— А в те поры зима уже к весне поворачивала. Оно не то, что колоса или зерна какого, а соломины не найдешь, и одонье-то признаешь только потому, что шест скирдовый торчит.
Вздохнул народ, значит, помирать приходится. Однако все одно, делать нечего. Пошел кое-кто в поле одонье разыскивать. Было хмуро и сумрачно в поле. Метель задувала. Непаханая земля тяжелыми комьями выдавалась из-под сдутого снега. Страшно было пустое поле, как мертвец, лежала земля. Помню, шли сзади меня две старушки древние, тихие, шатались, как тени, и хотелось мне пошутить над ними, по-красноармейски, цыкнуть на них: пошли, мол, проклятые, куда лезете! Обернулся… И так-то мне вдруг жалко стало их. Идут, друг дружку поддерживают, помогают, плачут… И вошел, значит, в те поры Христос в сердце мое. «Не ходите, родные, — кричу им, — я вам наберу зерна, принесу». Сели они на камушке в сторонке, глядят на меня и не верят. А идти-то тяжело, босые они, ноги черные, а земля бугроватая, жесткая, обледенелая, колкая… В тумане замаячил передо мной, как веха, шест от одонья. С прошлого года скирдов не клали, боялись, что Советская власть заберет, у кого и был хлеб, так больше под землей прятали. Что за чудо! Штук шесть зайцев порскнули от шеста. Давно мы такого зверя не видали. Повыдох в ту зиму и заяц-то! Ну, думаю, не иначе, как священник правду сказал: «Бог хлебушка послал». И подлинно, лежит зерно. Не так чтобы много, а достаточно. Хватит. С полпуда наскрести можно. Наскреб я полную полу шинели, иду к старушонкам. Лежат они на меже возле камня — тихие, холодные, мертвые, с голода, значит, померли. Не принял Господь моей жертвы. В те поры много народа так от слабости помирало по полям, по дорогам. Их и не хоронил никто.

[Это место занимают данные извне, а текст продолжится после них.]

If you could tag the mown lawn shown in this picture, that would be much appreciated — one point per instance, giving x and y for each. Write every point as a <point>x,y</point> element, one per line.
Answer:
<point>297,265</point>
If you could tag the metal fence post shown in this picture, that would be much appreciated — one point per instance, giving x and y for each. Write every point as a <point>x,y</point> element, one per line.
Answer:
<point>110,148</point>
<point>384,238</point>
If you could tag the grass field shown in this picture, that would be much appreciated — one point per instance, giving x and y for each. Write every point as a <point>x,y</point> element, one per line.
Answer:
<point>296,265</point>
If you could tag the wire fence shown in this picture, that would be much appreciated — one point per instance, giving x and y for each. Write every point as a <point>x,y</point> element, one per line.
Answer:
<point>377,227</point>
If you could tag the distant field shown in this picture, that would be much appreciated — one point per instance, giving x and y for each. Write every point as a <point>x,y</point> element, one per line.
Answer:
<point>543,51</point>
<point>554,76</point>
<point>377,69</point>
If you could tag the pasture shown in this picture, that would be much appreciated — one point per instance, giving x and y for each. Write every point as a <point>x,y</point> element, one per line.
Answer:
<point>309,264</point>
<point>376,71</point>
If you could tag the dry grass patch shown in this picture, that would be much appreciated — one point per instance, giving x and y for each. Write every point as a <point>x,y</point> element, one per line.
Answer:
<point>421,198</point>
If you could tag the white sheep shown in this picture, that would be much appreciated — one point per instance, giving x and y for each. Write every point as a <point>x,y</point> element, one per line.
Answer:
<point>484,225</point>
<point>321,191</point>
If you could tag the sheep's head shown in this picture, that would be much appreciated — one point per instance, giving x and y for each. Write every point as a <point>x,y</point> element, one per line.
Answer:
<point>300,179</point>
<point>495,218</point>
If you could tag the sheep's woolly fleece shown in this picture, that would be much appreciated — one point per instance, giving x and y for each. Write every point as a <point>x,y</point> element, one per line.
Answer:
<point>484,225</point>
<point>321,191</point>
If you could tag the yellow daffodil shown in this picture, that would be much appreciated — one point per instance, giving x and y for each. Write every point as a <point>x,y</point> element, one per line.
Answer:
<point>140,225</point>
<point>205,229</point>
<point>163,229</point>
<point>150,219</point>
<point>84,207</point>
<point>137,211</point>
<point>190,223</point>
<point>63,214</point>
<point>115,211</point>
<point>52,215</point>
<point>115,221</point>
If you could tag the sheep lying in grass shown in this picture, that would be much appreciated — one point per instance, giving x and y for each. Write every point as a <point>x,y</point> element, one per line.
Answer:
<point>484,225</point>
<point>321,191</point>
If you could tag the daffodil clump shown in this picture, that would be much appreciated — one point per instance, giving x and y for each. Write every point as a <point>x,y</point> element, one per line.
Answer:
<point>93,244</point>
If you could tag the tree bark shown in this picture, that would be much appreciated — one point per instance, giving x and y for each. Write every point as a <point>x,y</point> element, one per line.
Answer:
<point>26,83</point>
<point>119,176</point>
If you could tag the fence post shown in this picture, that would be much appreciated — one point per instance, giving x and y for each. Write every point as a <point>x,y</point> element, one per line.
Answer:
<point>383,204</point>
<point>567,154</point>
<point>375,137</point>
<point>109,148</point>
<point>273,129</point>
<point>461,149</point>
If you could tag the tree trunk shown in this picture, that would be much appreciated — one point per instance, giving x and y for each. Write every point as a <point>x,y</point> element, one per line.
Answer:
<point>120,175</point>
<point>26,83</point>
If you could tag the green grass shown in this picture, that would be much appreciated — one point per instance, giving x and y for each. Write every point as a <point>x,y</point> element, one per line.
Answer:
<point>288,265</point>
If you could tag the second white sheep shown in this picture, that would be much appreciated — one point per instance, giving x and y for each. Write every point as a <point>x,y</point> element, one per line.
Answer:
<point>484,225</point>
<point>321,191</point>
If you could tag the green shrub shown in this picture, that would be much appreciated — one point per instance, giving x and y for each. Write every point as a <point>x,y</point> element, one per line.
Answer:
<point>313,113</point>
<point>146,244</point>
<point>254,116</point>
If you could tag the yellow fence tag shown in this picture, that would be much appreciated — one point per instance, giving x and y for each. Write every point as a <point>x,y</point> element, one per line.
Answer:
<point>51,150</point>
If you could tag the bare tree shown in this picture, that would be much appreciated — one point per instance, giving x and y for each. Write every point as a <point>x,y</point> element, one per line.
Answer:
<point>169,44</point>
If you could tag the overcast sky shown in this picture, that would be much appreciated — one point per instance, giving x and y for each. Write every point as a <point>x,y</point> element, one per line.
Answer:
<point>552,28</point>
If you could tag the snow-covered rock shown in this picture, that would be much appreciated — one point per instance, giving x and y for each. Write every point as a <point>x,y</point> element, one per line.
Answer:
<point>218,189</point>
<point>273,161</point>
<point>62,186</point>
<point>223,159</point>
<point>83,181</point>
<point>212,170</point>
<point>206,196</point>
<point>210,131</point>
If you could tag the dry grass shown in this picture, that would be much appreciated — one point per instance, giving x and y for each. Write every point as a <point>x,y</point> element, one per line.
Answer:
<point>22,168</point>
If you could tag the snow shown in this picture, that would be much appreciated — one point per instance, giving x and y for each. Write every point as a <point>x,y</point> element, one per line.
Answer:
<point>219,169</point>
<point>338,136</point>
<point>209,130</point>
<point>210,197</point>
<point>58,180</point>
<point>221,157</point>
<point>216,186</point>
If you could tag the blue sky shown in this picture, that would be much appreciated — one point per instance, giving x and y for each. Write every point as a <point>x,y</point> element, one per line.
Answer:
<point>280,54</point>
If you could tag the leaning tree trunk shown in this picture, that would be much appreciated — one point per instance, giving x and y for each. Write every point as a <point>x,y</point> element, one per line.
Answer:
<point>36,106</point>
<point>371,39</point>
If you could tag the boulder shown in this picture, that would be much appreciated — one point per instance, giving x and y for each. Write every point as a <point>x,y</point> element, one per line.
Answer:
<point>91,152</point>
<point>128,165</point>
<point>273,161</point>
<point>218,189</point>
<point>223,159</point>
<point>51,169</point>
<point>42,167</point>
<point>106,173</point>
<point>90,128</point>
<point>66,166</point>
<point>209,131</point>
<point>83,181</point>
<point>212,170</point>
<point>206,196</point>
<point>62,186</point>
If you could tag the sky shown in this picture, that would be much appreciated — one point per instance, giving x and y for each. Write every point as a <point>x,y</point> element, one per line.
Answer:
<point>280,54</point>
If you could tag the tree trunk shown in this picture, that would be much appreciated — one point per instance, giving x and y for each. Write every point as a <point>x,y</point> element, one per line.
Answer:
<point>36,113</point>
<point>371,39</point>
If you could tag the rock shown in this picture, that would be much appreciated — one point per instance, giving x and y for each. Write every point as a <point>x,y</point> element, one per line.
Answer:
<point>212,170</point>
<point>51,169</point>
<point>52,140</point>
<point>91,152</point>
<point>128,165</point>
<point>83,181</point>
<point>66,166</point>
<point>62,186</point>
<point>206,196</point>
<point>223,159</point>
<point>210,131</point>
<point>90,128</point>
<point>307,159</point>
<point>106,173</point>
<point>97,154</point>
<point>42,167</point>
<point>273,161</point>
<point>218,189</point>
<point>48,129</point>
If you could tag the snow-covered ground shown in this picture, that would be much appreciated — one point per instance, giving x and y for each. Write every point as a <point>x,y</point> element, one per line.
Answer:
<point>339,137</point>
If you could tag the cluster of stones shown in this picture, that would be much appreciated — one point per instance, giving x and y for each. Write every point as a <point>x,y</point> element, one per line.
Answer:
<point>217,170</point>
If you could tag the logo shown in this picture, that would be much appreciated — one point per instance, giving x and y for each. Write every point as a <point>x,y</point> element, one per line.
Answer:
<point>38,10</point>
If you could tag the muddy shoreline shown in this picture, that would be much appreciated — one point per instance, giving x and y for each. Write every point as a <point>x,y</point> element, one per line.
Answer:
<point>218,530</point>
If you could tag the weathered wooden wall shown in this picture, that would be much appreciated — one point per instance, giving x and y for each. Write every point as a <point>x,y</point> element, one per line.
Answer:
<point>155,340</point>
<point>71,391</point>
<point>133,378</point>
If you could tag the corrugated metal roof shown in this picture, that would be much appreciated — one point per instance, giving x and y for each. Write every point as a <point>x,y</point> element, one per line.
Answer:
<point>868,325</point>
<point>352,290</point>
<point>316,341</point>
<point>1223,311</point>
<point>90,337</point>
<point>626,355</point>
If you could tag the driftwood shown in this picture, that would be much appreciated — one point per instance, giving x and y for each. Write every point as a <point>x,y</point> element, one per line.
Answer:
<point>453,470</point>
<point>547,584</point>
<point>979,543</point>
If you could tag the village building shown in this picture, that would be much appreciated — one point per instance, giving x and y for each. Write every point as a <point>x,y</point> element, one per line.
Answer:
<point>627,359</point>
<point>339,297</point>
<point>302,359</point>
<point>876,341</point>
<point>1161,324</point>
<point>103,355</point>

Старик пожевал губами, посмотрел в окно и замолчал.
— Ну, дальше как, дедушка? — сказал Коренев. — Говоришь, с полпуда зерна набрал. Долго ли проживешь на полпуда? А поля обсеменять как же?
— Да… вот тогда-то это и началось… Пришел я, сходил на мельницу, а там уже много народа было, всяк принес, что нашел, и у каждого оказалось с полпуда. Ну, замесили мы хлеба, наелись и повеселели. Пошли и в другой раз по одоньям и опять наскребли: значит, Господь Бог посылает. Не иначе как Он… И пошло, государи мои, опять все по-старому. Кто половчее, самогонку курить стал да обменивать на зерно. Ведь, признаться вам, при рабоче-то-крестьянской власти все мы были спекулянтами и с живого человека шкуру драли, а власти над нами никакой. Коммунисты да комиссары — кто за границу удрал, кого толпа прикончила, кто на аэропланах в армии погиб, ведь тогда, когда армия погибла, и голод шел по Руси, такие еврейские погромы шли, что вспоминать и посейчас страшно. Начисто истреблял еврейское племя обезумелый народ, и остановить его было некому. И вдруг слух по селу: в России император объявился. Кто? Где? Доподлинно никто не знал. Слышно только стало, что зовут Всеволодом, что сам он молодой, прекрасный, как ангел, и спустился будто на белой лошади с Уральских гор, а за ним воинство несметное, и все на лошадях, в серебре. И лошади белые, и сами в белом, а на груди и на шапках кресты. Никто не видал, а все знали и рассказывали так точно, как бы своими очами глядели. Под утро, — я еще пьяный, не проспавшись, на лавке лежал, слышу, — у волостного правления труба трубит. Я в кавалерии служил, значит, сигналы разбирать умел: сбор играют. Только труба не наша. Наша все сипела как-то, а эта сереброголосая — так и звенит, заливается. «Что такое, — думаю, — уж не опять ли война братоубийственная?» Так куды воевать, все еле дышат, что с одоньев сберут, тем и питаются. Стал я сапоги красноармейские обувать, с расстрелянного генерала мне достались. Не лезут. Что такое, — ноги, что ли, опухли? Босой я остался. Подошел к оконцу, растворил. А весна, знаете, уже стала, дух от полей хороший, самое время пахать. По деревне староста Елисей Ермилыч, что при государе Николае II был, бежит, сам в лохмотьях, а цепь достал откуда-то, двуглавый орел на груди сияет.
— Всем, — кричит, — беспременно и незамедлительно на площадь итить!